逆に細菌の増殖を助長してしまう湿潤状態にしておくのが自殺行為かというと、そんなことはない。このほうが痛くなく、かつ早く治る。これが新しい(といっても実は昔からある)創傷治療法の湿潤療法である。キズパワーパッドも湿潤療法のひとつだ。
動物でも同じ。
牛では、一次癒合に適すると考えられる”受傷後8時間以内”で”汚染されていない”外傷に出会うことはほとんどなく、傷を見たら”8時間以上経過した感染創で内部汚染がある”としてほぼ間違いない。馬でもだいたいがそうだ。
そんな状態でも創周囲を剃毛し、水道水(場合によっては井戸水や川の水)で良く洗浄した後ペットシートで包めば9割方治ってしまう。
これが産業動物業界でも常識化しつつある開放性湿潤療法(open wet-dressing therapy・ラップ療法)である。
乾燥療法しかやったことのない人は鳥谷部俊一先生の「ここが変だよ!床ずれの常識」や、動物病院エル・ファーロの「創傷治療について」を読んでやってみてほしい。感動する。
滲出液が多いときや面倒くさい時(!)はペットシートをそのまま傷に当て、伸縮性包帯で固定するだけで良い。ひと手間加える気力があるならば水切り用ポリ袋をペットシートと傷の間に挟むか、ペットシートの傷口に当たる部分にワセリンを塗っておけばそれだけでもう立派なラップ療法である。デブリドマンと生食洗浄もすれば完璧。数日ごとに数回巻きかえれば治ってしまう。
ただし、傷口が小さく、奥に膿瘍がある場合は、意図せずに閉鎖性湿潤療法になってしまい、深部感染が治らず、創もいつまでたっても閉鎖しない。

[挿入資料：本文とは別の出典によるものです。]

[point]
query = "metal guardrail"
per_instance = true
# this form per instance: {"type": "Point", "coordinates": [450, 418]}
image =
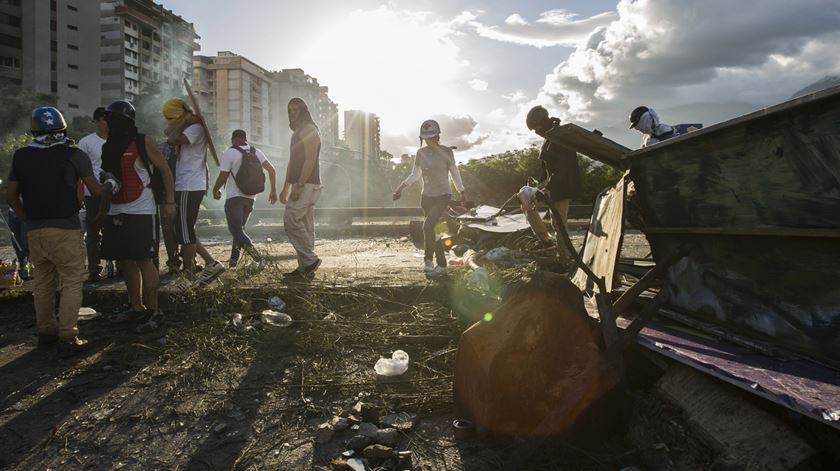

そんな時はドレナージが必要であり、ドレーンを留置することになるのだが、ドレーンも進化した。
ナイロン糸ドレーンである。これも夏井先生「新しい創傷治療」の「治療法・治療例」の「動物咬傷総論・咬傷のドレナージ」で学んだものだが、束にしたナイロン糸が滲出液を吸い上げるのには感動した。どのくらいかというと小学生の時お風呂の水をサイフォン式で抜いた時くらい感動した。ナイロン糸ドレーンの排出力を見てしまうと、もう今までの輸液チューブに穴をあけたものやガーゼを創に突っ込んだものはもはやドレーンとは呼べなくなってしまう。
8号か10号くらいのテグスを同じ長さに切ったものを上の写真のように傷の形に応じて何種類か作っておき使用している。写真左下のチューブに通したものが産業動物界で普及しつつあるように思うが、簡便さと使いやすさは写真右のただ結んだだけのものが一番なので個人的にはこれがおすすめ。小さいキズなら写真上の1本をコヨリ状にしたものが使える。
これまた是非やってみてほしい。